I still don’t get the gist how Rllib determines resource requirements.
For tune
I figured it out to the following formular:
num_samples * ( (num_workers * num_cpus_per_worker) + (num_workers * num_gpus_per_worker))
Now telling you that scenario for Rllib.
Feasible:
(Ok, with multiple raylet OOM warning messages, but it terminates with the final result message.)
if __name__ == "__main__":
ray.init(num_cpus=12, num_gpus=1)
config = (
ppo.PPOConfig()
.environment("CartPole-v1")
.rollouts(num_rollout_workers=2)
.resources(num_cpus_per_worker=6, num_gpus_per_worker=0.5)
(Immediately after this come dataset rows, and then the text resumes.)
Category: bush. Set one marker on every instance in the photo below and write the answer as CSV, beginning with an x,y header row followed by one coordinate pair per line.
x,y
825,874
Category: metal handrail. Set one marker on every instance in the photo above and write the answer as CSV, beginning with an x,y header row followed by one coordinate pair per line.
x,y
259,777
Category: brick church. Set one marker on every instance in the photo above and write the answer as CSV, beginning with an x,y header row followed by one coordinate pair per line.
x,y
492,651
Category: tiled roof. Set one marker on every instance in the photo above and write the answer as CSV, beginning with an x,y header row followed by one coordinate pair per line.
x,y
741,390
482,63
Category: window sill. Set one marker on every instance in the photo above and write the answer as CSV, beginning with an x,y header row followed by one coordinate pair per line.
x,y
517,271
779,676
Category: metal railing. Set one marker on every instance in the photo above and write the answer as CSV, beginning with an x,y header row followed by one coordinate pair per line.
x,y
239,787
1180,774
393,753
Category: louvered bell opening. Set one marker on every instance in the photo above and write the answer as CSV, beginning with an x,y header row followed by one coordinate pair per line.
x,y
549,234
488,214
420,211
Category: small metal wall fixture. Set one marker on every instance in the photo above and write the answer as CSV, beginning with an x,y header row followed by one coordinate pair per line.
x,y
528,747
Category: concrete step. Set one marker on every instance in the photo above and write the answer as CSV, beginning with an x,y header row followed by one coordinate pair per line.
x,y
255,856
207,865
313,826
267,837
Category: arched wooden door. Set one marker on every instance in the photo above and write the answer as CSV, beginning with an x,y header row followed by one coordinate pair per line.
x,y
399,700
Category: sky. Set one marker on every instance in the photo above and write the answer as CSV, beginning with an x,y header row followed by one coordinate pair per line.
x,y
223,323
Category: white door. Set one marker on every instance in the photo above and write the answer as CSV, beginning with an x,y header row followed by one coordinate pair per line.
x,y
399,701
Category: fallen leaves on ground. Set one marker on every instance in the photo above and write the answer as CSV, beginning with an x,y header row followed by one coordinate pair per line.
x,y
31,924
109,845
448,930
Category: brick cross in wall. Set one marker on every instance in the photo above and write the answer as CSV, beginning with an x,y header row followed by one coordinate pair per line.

.framework("tf2", eager_tracing=True)
)
algo = config.build()
algo.train()
print("One iteration done")
Infeasible:
(Turning into endless loop)
if __name__ == "__main__":
ray.init(num_cpus=12, num_gpus=1)
config = (
ppo.PPOConfig()
.environment("CartPole-v1")
.rollouts(num_rollout_workers=3)
.resources(num_cpus_per_worker=4, num_gpus_per_worker=0.3)
.framework("tf2", eager_tracing=True)
)
algo = config.build()
algo.train()
print("One iteration done")
What is the difference between (34,30.3) = (12,0.9) and (26,20.5)=(12,1) configuration?